Originally created 08/17/00

Board OKs more funds for DFCS



ATLANTA - The Division of Family and Children Services could see an 18 percent increase in its budget, provided the General Assembly approves the proposed figure, which would help the troubled program reduce staff turnover and reduce caseloads.

The Board of Human Resources unanimously approved a proposed $2.6 billion budget Wednesday that would include a $4.7 million Child Protective Services request.

"The Department of Human Resources is working to try to change the way children are protected in this state," said Audrey Horne, the department's commissioner. "Our proposal for fiscal year 2002 is the beginning of a multiyear plan to revamp our system."

Earlier this year, the Georgia Bureau of Investigation reviewed the case files of 13 children, including two Glynn County boys, who died while in the care of Department of Family and Children Services. The investigation revealed administrative problems contributed to 10 of the deaths.

The budget proposal includes $2.9 million for a regional training system. Ms. Horne told the board Wednesday that turnover in the Child Protective Services division was 39 percent last year, more than double for the rate for the rest of the department.

"This means the staff is inexperienced," she said.

The department also committed itself to a 5 percent pay raise for the next two years, carrying a price tag of $13 million. Officials said without financial incentive, it would be difficult to keep well-trained employees.

Under the proposal, $3.9 million would be dedicated to creating and staffing a 24-hour child abuse hot line, which several states, including Texas, currently operate to help monitor child abuse.

Reducing caseloads for Child Protective Service workers was also marked a priority for the department. Wednesday's proposal included $7.9 million for hiring 196 new staffers each year for three years.
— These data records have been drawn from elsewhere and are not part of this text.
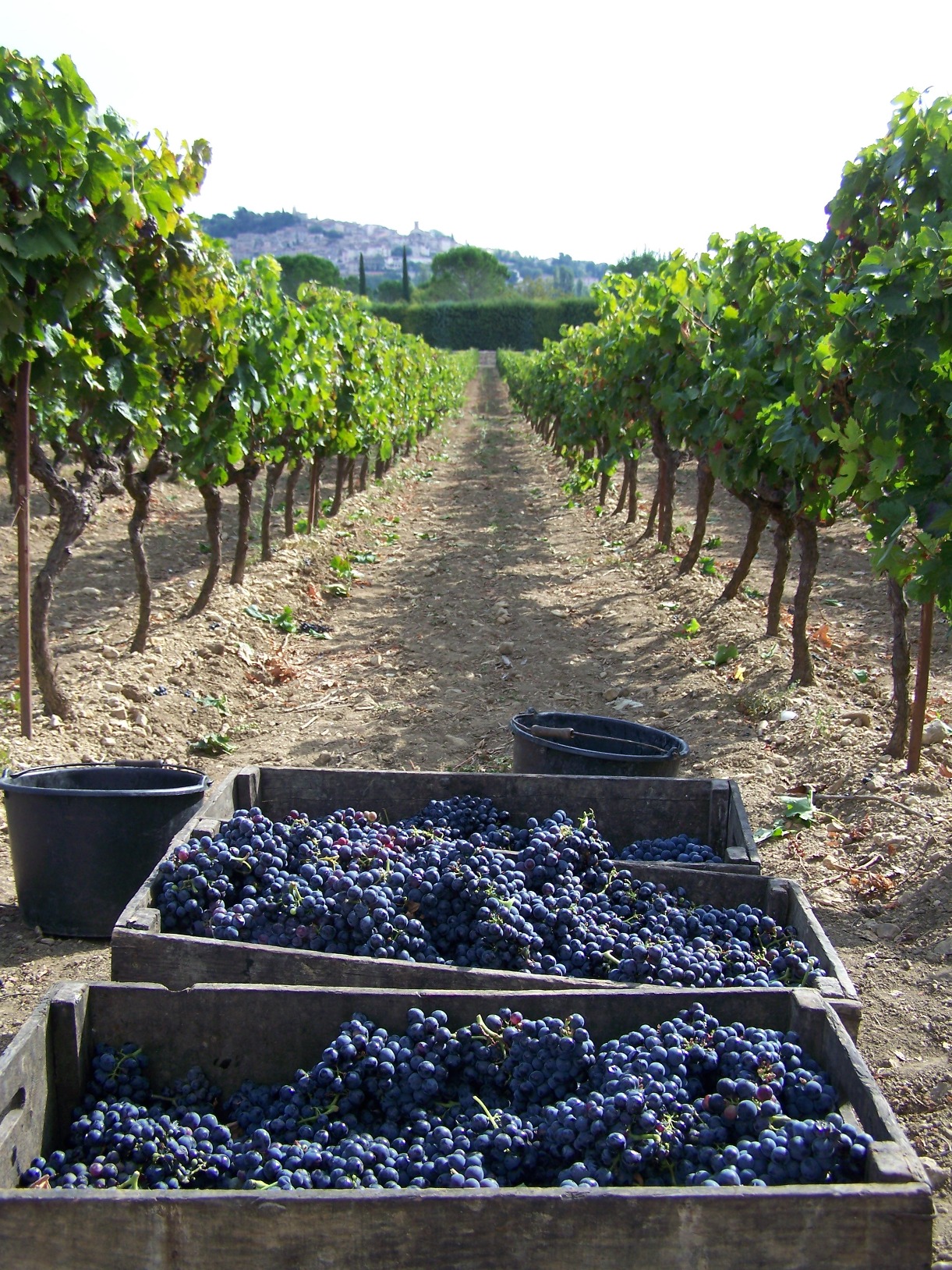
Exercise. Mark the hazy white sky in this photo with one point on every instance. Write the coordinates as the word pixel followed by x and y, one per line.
pixel 589 127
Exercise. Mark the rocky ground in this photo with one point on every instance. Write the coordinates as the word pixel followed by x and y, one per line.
pixel 477 591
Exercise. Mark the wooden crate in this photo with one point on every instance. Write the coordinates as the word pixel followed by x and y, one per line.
pixel 626 807
pixel 143 952
pixel 238 1033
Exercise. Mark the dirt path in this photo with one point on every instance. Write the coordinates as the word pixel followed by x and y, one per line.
pixel 484 592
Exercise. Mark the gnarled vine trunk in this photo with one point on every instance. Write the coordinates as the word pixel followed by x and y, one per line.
pixel 809 546
pixel 901 663
pixel 313 495
pixel 75 509
pixel 759 516
pixel 271 484
pixel 649 529
pixel 705 493
pixel 668 463
pixel 139 487
pixel 782 535
pixel 246 481
pixel 211 497
pixel 339 485
pixel 289 487
pixel 624 491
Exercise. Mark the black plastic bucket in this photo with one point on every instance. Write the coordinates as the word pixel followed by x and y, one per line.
pixel 83 837
pixel 600 747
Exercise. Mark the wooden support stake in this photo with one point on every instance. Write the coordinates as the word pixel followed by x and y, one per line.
pixel 23 580
pixel 923 661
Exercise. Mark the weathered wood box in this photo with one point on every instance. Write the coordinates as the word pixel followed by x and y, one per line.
pixel 143 952
pixel 626 807
pixel 238 1033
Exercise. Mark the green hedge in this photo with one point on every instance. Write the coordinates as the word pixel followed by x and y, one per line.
pixel 519 324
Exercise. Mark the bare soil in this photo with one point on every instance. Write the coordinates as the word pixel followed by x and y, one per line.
pixel 480 591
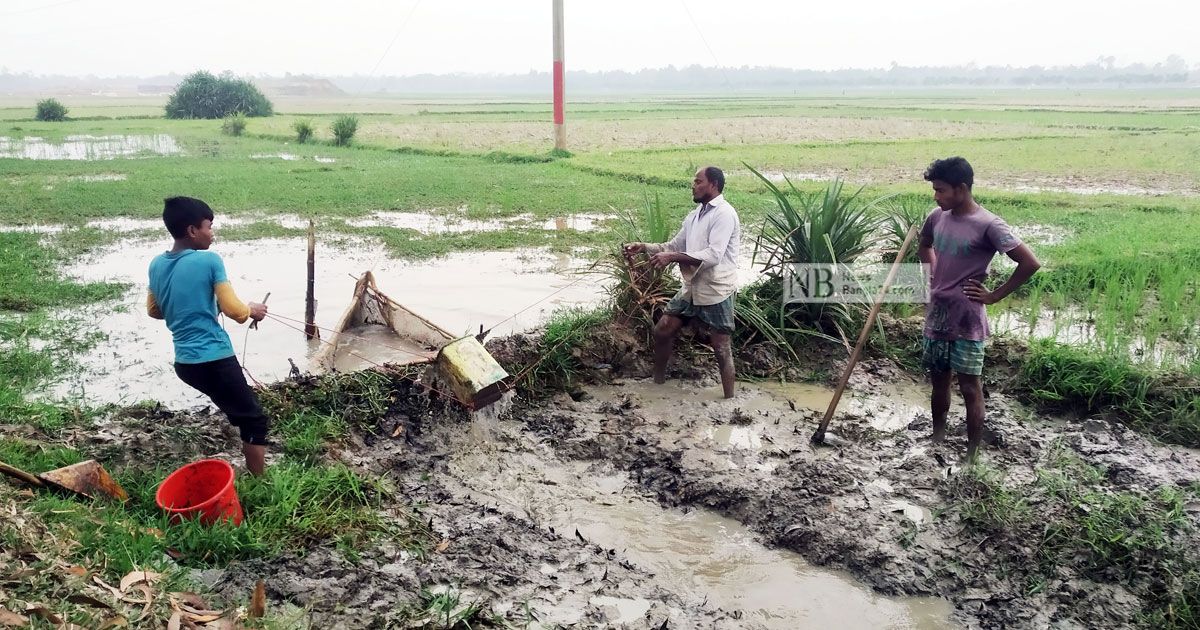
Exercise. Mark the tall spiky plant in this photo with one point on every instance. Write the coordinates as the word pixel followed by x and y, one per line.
pixel 640 291
pixel 900 215
pixel 829 227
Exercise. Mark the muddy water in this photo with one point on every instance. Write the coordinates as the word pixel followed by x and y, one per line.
pixel 89 147
pixel 459 292
pixel 699 551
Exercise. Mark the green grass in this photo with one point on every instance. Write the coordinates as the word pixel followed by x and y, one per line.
pixel 1073 378
pixel 558 364
pixel 33 281
pixel 1069 517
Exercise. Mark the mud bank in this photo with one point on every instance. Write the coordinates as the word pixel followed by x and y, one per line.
pixel 882 503
pixel 526 534
pixel 508 565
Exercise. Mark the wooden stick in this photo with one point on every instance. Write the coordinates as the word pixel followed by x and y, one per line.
pixel 310 303
pixel 819 436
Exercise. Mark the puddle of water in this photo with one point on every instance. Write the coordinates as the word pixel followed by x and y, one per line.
pixel 889 406
pixel 89 147
pixel 699 552
pixel 576 222
pixel 429 223
pixel 1073 327
pixel 288 157
pixel 293 157
pixel 1099 189
pixel 1041 234
pixel 449 223
pixel 783 175
pixel 124 225
pixel 34 229
pixel 621 610
pixel 917 514
pixel 101 177
pixel 457 292
pixel 738 437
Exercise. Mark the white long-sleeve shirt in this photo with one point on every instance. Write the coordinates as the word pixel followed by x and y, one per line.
pixel 709 234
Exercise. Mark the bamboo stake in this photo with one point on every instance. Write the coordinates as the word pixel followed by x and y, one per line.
pixel 819 436
pixel 310 304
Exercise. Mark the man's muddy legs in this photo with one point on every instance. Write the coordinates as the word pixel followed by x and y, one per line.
pixel 256 457
pixel 940 402
pixel 665 333
pixel 721 347
pixel 972 396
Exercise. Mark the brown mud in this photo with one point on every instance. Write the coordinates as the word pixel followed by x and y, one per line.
pixel 881 502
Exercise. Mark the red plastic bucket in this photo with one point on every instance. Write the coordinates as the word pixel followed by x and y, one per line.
pixel 203 490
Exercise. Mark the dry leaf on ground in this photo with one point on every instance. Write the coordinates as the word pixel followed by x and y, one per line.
pixel 115 622
pixel 133 577
pixel 11 618
pixel 88 600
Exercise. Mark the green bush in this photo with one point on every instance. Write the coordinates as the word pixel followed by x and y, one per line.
pixel 234 125
pixel 204 95
pixel 343 130
pixel 49 109
pixel 304 131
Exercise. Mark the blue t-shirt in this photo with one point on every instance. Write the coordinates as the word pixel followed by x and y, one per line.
pixel 184 285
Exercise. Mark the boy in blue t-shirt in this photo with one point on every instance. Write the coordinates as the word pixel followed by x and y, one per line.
pixel 187 287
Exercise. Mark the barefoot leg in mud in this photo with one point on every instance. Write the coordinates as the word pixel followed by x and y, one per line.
pixel 972 396
pixel 665 333
pixel 940 402
pixel 721 347
pixel 256 457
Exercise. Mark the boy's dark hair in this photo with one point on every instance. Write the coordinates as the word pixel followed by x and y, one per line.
pixel 179 213
pixel 953 171
pixel 717 177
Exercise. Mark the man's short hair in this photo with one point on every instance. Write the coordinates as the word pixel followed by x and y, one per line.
pixel 717 177
pixel 953 171
pixel 180 213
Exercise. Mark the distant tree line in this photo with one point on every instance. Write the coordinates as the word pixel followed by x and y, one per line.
pixel 1173 71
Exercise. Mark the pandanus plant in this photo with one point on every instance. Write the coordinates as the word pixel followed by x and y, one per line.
pixel 829 227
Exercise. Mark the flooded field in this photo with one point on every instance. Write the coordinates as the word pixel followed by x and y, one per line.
pixel 689 551
pixel 459 292
pixel 89 147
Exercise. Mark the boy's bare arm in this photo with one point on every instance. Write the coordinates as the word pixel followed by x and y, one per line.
pixel 229 304
pixel 1026 265
pixel 153 307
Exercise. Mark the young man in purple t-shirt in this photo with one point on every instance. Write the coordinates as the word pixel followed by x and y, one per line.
pixel 958 241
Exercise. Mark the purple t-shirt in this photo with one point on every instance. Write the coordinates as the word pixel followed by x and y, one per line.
pixel 964 247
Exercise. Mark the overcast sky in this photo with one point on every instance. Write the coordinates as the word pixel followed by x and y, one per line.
pixel 513 36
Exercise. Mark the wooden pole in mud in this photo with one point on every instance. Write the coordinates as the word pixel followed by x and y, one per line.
pixel 819 436
pixel 310 303
pixel 559 87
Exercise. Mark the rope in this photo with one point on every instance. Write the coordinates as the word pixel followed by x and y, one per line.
pixel 574 282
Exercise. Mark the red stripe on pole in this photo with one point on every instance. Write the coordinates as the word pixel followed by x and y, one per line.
pixel 558 93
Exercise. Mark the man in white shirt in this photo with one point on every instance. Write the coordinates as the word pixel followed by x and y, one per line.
pixel 707 252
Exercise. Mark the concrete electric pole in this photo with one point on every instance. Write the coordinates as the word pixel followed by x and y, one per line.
pixel 559 89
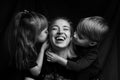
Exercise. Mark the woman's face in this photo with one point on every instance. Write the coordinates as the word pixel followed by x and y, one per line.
pixel 42 36
pixel 60 33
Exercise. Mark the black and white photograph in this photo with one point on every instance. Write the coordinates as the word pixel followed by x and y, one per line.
pixel 59 39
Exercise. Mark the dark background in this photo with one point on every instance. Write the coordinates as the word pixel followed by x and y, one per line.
pixel 74 10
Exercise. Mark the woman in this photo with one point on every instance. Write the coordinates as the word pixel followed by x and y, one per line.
pixel 60 36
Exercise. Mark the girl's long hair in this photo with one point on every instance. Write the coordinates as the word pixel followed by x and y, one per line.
pixel 23 38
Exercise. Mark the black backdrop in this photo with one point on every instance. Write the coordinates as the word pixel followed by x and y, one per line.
pixel 74 10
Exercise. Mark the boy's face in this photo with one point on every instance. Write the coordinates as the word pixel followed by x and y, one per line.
pixel 82 40
pixel 43 35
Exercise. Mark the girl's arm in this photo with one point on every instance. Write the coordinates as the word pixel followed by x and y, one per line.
pixel 37 69
pixel 78 65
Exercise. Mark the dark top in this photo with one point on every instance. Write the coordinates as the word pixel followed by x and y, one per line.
pixel 55 71
pixel 87 62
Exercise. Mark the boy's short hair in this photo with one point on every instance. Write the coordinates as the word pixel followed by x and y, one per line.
pixel 93 28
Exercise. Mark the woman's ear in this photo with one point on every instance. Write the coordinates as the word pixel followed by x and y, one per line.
pixel 93 43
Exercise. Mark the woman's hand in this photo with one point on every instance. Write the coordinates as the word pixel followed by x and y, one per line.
pixel 52 57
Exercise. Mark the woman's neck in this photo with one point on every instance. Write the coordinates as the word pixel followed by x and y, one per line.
pixel 61 52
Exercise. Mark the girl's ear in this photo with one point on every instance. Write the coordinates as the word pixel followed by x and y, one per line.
pixel 93 43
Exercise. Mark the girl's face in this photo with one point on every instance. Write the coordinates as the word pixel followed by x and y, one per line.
pixel 60 33
pixel 43 35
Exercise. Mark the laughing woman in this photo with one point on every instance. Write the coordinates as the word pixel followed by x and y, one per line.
pixel 60 36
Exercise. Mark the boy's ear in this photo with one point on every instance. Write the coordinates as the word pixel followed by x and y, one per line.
pixel 93 43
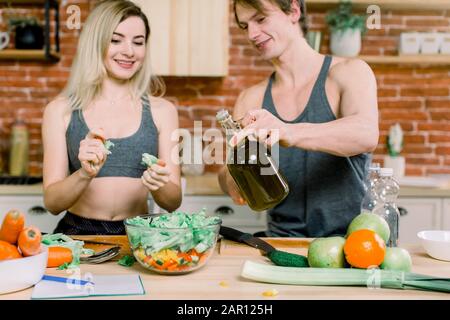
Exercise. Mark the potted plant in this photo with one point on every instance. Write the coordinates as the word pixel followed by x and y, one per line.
pixel 29 34
pixel 346 30
pixel 395 145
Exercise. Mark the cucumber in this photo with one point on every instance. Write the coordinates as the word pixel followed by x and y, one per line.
pixel 287 259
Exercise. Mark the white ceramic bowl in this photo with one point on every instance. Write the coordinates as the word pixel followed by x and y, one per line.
pixel 436 243
pixel 19 274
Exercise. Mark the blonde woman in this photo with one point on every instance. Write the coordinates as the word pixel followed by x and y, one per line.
pixel 110 96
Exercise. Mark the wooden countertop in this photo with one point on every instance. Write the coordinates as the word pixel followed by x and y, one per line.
pixel 208 185
pixel 225 266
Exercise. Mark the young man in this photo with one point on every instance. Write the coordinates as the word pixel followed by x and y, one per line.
pixel 325 112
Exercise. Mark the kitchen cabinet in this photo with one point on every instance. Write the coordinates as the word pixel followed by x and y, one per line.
pixel 33 208
pixel 235 216
pixel 422 214
pixel 188 37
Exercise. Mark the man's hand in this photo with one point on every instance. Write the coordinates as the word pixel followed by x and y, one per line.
pixel 265 127
pixel 92 153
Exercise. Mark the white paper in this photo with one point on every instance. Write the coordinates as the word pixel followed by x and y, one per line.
pixel 104 285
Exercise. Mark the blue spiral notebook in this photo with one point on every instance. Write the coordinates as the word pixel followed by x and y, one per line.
pixel 51 287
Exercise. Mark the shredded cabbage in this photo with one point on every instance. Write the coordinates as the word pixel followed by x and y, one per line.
pixel 183 232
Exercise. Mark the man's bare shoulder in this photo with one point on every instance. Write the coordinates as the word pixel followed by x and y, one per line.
pixel 250 98
pixel 345 71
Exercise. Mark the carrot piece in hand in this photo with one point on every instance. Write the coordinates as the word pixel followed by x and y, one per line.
pixel 58 256
pixel 8 251
pixel 30 241
pixel 12 225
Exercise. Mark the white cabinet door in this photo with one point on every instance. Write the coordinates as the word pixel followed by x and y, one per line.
pixel 422 214
pixel 446 214
pixel 239 217
pixel 33 208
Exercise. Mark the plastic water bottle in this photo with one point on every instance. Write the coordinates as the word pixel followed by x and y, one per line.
pixel 370 199
pixel 387 189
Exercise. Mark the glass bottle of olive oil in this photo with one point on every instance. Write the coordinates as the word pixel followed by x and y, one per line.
pixel 253 169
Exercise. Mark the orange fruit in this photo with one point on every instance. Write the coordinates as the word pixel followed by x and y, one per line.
pixel 364 248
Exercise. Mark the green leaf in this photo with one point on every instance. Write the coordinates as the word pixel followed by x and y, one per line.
pixel 126 261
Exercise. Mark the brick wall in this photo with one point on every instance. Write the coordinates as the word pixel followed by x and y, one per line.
pixel 417 97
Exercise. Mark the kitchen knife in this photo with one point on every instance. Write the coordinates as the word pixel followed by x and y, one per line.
pixel 239 236
pixel 278 257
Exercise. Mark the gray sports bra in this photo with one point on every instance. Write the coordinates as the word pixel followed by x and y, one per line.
pixel 126 155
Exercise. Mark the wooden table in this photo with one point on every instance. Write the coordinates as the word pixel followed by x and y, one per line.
pixel 225 265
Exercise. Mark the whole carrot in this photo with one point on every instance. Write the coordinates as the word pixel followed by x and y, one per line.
pixel 30 241
pixel 8 251
pixel 12 225
pixel 58 256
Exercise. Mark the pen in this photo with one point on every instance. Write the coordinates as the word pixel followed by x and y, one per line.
pixel 66 280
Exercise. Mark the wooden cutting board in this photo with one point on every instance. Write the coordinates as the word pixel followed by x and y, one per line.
pixel 293 245
pixel 109 241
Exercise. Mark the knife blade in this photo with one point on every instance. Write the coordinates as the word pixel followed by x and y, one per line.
pixel 247 238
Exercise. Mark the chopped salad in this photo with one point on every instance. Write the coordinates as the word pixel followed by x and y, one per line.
pixel 173 242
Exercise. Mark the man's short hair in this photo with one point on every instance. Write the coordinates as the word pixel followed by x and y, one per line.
pixel 284 5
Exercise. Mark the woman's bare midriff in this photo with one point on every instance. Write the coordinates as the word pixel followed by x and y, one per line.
pixel 112 199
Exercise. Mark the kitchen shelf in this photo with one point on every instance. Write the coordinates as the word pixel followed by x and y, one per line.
pixel 436 60
pixel 385 4
pixel 15 54
pixel 46 54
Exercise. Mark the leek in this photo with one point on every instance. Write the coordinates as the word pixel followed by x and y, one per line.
pixel 343 277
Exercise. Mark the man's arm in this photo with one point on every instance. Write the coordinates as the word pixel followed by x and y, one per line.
pixel 356 129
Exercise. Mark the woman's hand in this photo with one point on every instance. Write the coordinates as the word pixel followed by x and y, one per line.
pixel 263 125
pixel 156 176
pixel 92 153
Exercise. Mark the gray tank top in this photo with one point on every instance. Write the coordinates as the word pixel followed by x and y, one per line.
pixel 126 155
pixel 325 190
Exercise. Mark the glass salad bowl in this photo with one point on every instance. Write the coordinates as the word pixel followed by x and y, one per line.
pixel 173 243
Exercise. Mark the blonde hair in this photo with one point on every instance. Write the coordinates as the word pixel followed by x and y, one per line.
pixel 88 69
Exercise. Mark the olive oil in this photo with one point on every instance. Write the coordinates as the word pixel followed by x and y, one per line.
pixel 254 171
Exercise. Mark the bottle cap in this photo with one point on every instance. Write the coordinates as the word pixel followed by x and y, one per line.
pixel 386 172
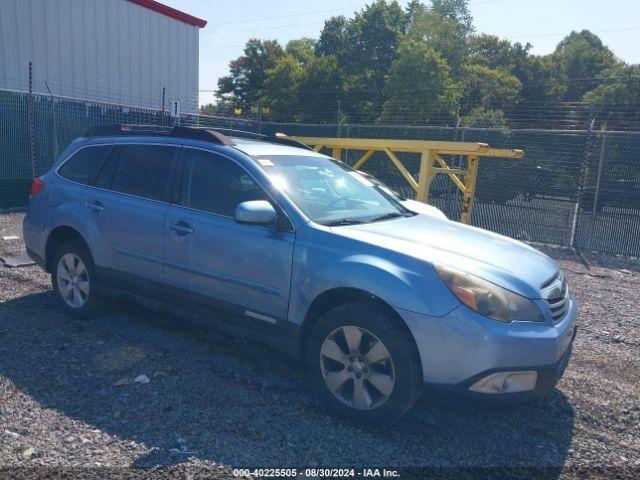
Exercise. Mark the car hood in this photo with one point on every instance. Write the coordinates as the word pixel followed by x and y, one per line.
pixel 496 258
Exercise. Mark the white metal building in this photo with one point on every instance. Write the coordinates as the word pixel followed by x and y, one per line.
pixel 116 51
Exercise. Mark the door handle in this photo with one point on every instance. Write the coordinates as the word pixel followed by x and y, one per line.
pixel 95 206
pixel 181 228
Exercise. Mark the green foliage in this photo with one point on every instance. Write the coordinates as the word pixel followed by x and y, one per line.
pixel 422 64
pixel 444 27
pixel 484 87
pixel 302 49
pixel 618 95
pixel 420 89
pixel 578 60
pixel 248 72
pixel 320 87
pixel 280 88
pixel 484 118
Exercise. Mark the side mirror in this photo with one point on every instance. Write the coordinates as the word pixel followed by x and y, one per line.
pixel 257 212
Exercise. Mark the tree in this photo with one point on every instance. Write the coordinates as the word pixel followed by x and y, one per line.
pixel 302 49
pixel 333 38
pixel 420 89
pixel 364 47
pixel 617 96
pixel 486 87
pixel 484 118
pixel 493 52
pixel 280 90
pixel 248 72
pixel 579 59
pixel 445 27
pixel 320 87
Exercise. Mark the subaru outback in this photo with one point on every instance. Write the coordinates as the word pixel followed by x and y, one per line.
pixel 265 238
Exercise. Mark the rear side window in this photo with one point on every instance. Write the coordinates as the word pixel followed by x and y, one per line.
pixel 143 171
pixel 215 184
pixel 83 167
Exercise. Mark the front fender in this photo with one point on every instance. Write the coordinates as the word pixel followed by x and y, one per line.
pixel 401 281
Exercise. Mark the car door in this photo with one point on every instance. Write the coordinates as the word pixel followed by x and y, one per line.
pixel 128 204
pixel 238 272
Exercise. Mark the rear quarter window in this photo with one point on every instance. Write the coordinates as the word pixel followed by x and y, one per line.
pixel 143 171
pixel 83 167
Currently, the 47,000 Child Protective Services caseworkers handle 19 cases a piece, while the Child Welfare League of America recommends each investigator handle only 14 cases. The added staff would help the division be in line with the league's goal by 2004.

Those funds would also reduce the number of cases handled by placement workers, who currently work with 24 cases each. The division hopes to reduce that number to 15 by 2004.

"By putting so much money into things for children .ƒ.ƒ. eventually we might get a handle on the problem," said board member Lasa Joiner.

The budget also includes new prevention and awareness projects for children and low income families, and additional staff for programs for the mentally impaired and the elderly.